À peine sorti de l’aéroport, je grimpe dans un taxi (officiel, il faut se garder d’attraper un taxi à la sauvette quand on voyage en Amérique du Sud…) et prends la direction du centre-ville pour rejoindre mon hôtel. L’Inka Roots, une petite auberge familiale sur Santa Catalina, fera bien l’affaire. Chambre sans luxe, mais tout à fait convenable.

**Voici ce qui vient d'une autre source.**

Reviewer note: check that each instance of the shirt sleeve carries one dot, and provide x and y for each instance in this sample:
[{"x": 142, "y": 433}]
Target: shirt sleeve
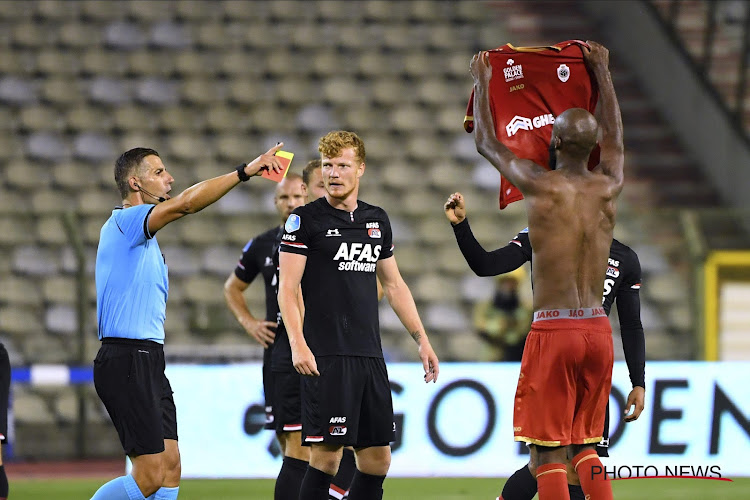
[
  {"x": 496, "y": 262},
  {"x": 631, "y": 329},
  {"x": 296, "y": 237},
  {"x": 387, "y": 250},
  {"x": 247, "y": 268},
  {"x": 133, "y": 223}
]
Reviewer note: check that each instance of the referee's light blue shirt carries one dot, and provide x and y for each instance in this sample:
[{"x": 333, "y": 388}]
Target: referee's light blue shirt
[{"x": 131, "y": 278}]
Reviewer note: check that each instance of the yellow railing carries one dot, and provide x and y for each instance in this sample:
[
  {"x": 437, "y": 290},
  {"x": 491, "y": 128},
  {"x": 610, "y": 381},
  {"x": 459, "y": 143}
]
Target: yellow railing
[{"x": 715, "y": 272}]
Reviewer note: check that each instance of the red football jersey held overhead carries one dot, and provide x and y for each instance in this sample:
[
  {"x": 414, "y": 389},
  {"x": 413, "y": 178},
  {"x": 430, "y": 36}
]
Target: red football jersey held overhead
[{"x": 530, "y": 86}]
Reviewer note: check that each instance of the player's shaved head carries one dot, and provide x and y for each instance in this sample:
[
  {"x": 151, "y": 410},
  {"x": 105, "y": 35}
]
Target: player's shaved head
[{"x": 575, "y": 132}]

Agréable surprise. D’autant que l’hôtel possède une terrasse qui offre une vue panoramique sur toute la ville et ses volcans qui la dominent. Depuis cette terrasse, on devine aussitôt la richesse architecturale de cette ancienne cité coloniale espagnole où églises et monastères se côtoient en abondance, tous bâtis avec la roche volcanique, le sillar clair qui a valu à Arequipa le surnom de « ville blanche ».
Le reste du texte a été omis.